48? 46? 50!

Era una taglia 48 precisa precisa, non ci pioveva. A volte, magari, quei due o tre chili in più dovuti a una sedentarietà spinta lo portavano verso la 50 (in un periodo, quando lavorava al computer pure 12-14 ore al giorno e i chili extra erano così diventati non meno di sei o sette, anche la 52, ammetteva senza problemi), ma bastava un minimo di attività fisica regolare e la 48 gli andava di nuovo bene.

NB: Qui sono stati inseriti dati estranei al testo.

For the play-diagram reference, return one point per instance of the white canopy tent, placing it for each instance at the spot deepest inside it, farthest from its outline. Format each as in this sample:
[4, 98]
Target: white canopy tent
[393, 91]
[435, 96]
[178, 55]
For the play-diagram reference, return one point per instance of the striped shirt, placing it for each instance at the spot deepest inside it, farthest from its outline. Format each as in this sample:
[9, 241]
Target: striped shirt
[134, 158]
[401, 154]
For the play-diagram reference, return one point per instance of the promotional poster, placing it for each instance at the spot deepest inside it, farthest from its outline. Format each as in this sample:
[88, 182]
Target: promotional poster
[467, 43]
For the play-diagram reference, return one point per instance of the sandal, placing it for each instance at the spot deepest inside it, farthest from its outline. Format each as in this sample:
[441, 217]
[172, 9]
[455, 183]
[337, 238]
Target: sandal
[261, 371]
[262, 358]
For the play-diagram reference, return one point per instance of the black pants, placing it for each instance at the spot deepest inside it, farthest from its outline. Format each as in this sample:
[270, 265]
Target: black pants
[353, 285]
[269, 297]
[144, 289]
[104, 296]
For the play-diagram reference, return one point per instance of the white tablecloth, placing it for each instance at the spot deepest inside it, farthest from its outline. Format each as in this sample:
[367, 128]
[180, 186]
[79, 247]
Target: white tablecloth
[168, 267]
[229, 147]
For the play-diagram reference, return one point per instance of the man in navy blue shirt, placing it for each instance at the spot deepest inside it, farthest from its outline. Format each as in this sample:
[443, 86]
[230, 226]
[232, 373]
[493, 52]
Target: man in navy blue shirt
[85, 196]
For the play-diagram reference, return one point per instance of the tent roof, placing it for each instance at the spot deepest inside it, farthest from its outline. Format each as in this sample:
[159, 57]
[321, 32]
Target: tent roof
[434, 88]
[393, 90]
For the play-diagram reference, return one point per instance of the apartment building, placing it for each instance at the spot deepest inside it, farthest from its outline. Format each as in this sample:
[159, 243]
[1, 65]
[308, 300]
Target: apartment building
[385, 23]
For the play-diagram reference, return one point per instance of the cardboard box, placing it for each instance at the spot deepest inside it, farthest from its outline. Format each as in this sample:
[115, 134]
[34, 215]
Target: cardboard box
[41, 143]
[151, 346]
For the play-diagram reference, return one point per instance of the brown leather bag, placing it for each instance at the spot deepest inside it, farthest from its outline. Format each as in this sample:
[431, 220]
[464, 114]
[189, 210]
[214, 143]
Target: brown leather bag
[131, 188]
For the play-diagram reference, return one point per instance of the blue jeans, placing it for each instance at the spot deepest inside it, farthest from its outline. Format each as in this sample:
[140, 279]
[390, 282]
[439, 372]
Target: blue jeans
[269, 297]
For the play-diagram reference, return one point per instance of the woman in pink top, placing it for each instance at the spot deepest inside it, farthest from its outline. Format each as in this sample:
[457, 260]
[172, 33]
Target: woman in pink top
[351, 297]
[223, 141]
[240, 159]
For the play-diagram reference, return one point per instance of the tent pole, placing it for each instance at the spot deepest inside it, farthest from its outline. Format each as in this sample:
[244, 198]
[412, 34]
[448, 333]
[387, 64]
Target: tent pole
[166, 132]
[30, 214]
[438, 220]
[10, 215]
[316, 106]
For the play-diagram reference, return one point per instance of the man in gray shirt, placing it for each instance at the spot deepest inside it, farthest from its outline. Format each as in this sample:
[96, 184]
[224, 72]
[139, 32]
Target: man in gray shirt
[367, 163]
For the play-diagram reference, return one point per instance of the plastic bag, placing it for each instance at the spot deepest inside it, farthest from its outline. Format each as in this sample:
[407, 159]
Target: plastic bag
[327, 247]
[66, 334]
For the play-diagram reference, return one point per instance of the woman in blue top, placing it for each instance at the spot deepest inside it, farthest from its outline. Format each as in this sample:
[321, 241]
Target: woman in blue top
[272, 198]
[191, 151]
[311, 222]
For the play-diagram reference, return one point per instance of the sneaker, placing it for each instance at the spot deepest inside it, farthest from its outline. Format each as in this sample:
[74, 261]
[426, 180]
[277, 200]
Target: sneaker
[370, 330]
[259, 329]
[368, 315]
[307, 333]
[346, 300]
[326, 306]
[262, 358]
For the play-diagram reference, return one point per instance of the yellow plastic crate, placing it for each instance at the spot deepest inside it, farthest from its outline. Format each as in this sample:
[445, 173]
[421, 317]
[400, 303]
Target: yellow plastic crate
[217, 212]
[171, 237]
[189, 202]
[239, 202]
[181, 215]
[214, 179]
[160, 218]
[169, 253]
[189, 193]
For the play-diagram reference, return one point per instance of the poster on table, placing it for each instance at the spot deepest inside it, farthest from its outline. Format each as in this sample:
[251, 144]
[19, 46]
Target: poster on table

Il suo era però un fisico abbastanza tozzo, da mezzo contadino, non da fighetto mingherlino di città; di conseguenza spalle e cosce entravano a fatica in giacche e pantaloni slim fit (il taglio allora di nuovo prevalente) di quella taglia. Fosse stato per le commesse, naturalmente, avrebbe dovuto prendere senza indugi la 48 (“La 50? La lasci a chi ne ha davvero bisogno”, gli aveva detto una in un outlet, all’epoca in cui correva con assiduità e intensità e si era così rifatto un gran fisichetto asciutto, a proposito di una superba giacca Prada che poi avrà messo sì e no dieci volte, tanto temeva di squarciarla sulle spalle al primo movimento inconsulto), anche se a lui pareva obiettivamente un po’ troppo attillata e precisa. Fosse stato per la sua lei, lo avrebbe infilato addirittura in una 46: perché, diceva, bisognava esaltare le forme, evidenziando i bei muscoli naturali, e non infagottarsi in panni extralarge. E con un cappottino l’aveva pure accontentata; ma quando d’inverno non riusciva ad abbottonarlo sopra giacca e pullover, con perfidia non perdeva occasione di rinfacciarglielo.

Ma sapete che c’era? C’era che in quelle giacche e quei pantaloni doveva starci lui, e voleva starci comodo, non teso e striminzito come un modello o un manichino. Perciò, chissenefregava se il lino un po’ cedeva e slargava: si vedeva meglio con una 50? E una 50 fu!